Artificial and biological neural networks in cognitive tasks

Recent progress in both AI research and neuroscience open novel synergies for advancing both fields. Recent studies have shown that biologically realistic structures such as neural representations of navigation appear spontaneously during supervised learning of navigational tasks in artificial neural networks.

This opens an alternative avenue to study and gain insights into learning processes that can help understand the structure and dynamics in biological neural networks. These models do not include the level of physiological detail of computational neuroscience models, but instead focus on the emergent properties of learning networks.

The lack of knowledge about contributing elements to network processes limits the biological relevance of theoretical models. Moreover, models often lack dynamic processes such as plasticity.

A promising path is implementation of deep learning networks to compare with learning in the brain. However, these networks are usually simplistic with no contact to neural networks of the brain.

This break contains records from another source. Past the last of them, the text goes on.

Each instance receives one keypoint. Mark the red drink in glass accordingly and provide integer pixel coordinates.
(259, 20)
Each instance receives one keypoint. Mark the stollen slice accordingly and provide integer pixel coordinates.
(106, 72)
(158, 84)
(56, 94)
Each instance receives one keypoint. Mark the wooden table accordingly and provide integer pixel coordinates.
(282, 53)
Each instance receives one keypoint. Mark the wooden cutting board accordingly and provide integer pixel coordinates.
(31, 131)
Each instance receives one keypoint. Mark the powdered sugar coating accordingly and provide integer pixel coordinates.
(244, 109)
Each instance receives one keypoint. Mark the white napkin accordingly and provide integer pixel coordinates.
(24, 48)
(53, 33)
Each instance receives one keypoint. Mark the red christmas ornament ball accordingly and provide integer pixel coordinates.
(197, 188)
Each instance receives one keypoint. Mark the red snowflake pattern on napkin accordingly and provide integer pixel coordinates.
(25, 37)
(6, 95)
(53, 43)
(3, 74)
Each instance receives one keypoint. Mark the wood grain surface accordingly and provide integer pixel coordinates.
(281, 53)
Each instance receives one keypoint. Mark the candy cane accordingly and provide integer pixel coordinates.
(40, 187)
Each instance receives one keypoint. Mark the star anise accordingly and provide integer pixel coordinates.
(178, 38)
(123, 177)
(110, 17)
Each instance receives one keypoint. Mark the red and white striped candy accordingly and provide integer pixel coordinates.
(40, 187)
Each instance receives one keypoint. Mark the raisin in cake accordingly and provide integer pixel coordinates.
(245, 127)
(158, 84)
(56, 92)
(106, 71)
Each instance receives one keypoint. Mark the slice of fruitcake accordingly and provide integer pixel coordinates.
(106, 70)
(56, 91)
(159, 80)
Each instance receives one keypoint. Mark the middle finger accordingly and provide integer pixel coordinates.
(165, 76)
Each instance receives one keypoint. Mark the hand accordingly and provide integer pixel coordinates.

Deep insight into the network architecture, dissociation of neural contribution and behavioural outcomes hold great potential, though yet unexplored, to develop and explore processes in biologically inspired artificial neural networks. Moreover, large-scale data of high temporal and spatial resolution allow direct comparison with simulations performed in models.

The candidate will integrate experimental aspects such as cell-types and molecular features into artificial neural network models, extend the models to address reinforcement learning, apply the models to learning scenarios similar to that of the experiments, and compare network structure and dynamics during learning in biological and artificial systems using techniques developed for the experimental systems.

This two-pronged approach - combining experimental studies and exploratory modeling - will help us develop a new level of understanding of robust learning mechanisms in these systems and change the way experiments are conducted.

The project include collaborations with leading groups at Harvard University and the University of California San Diego.


  • You must have a master degree in physics, computational neuroscience, or artificial intelligence.
  • Documented experience from computational modeling in statistical physics, scientific programming or implementation and studies of neural network systems is an advantage.


Professor Marianne Fyhn

Professor Anders Malthe-Sørenssen

Call 2: Project start autumn 2022

This project is in call 2, starting autumn 2022. 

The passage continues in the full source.